This Policy Brief analyses the development challenges faced by the new collaborative mobility actors positioned in the short-distance segment, which is more promising in terms of environmental and social benefits than those who successfully develop in the long-distance segment, where there is greater competition with collective public transport. Having acknowledged that short-distance collaborative mobility actors are experiencing developmental difficulties, this Policy Brief raises the question of the role of public authorities and suggests six pillars that could form a public strategy for a collaborative and sustainable mobility.
- Carpooling and car sharing can reduce the environmental impact and cost of travel, the annual savings for an individual ranging from a few hundred to over 3,000€.
- However, despite innovations brought by new actors, these practices continue to make little headway in the short-distance segment and are also struggling to break into sparsely populated areas (rural areas, outer suburbs, small cities, etc.). User access to a mix of transport solutions, including collective transport, and the efficiency of collaborative mobility platforms requiring a large number of users, are recurrent and particularly strong issues in these areas.
- Until recently, public authorities have poorly integrated these new actors into their mobility policies.
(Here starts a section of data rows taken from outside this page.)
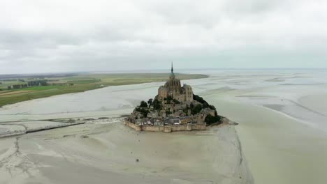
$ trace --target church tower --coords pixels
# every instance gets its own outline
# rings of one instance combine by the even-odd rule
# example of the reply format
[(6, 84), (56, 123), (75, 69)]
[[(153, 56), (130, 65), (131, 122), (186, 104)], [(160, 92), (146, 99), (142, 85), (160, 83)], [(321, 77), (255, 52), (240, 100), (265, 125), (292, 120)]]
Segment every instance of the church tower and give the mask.
[(175, 79), (174, 67), (173, 66), (173, 62), (171, 62), (171, 72), (169, 78), (170, 80)]

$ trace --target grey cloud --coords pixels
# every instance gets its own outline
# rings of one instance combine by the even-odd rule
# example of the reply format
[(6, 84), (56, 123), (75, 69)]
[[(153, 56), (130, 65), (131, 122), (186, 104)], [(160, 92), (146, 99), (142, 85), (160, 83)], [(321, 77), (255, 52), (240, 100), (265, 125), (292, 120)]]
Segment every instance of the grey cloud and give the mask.
[(320, 0), (4, 0), (0, 73), (150, 69), (171, 61), (177, 68), (297, 68), (310, 56), (312, 67), (327, 67), (326, 6)]

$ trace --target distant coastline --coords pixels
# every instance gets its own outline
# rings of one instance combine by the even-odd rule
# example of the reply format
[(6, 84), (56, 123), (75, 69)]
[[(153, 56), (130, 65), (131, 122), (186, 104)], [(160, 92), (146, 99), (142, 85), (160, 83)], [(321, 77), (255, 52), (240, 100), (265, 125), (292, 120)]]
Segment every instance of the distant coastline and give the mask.
[[(207, 75), (176, 74), (181, 79), (208, 78)], [(82, 73), (8, 75), (0, 76), (0, 108), (23, 101), (72, 93), (84, 92), (110, 86), (164, 82), (168, 73)], [(46, 85), (26, 87), (30, 81), (43, 80)], [(21, 85), (22, 88), (13, 86)], [(10, 87), (9, 87), (10, 86)]]

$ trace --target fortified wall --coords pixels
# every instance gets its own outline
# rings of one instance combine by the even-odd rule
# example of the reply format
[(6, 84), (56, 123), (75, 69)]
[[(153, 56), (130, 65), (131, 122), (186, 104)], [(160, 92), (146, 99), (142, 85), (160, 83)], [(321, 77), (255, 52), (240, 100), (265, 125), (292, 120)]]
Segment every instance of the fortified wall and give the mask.
[(124, 121), (124, 124), (128, 125), (136, 131), (164, 132), (171, 132), (176, 131), (205, 130), (205, 124), (179, 125), (138, 125), (129, 121)]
However, they have a vital role in featuring the articulation between collaborative mobility and other modes of transport.
- A public strategy for collaborative and sustainable mobility could be based on six pillars: communication support; tax clarification; road system planning; experimentation; better governance; public funding. These pillars should be mobilized to varying degrees based on the territory types, the last pillar proving to be quite important in sparsely populated areas.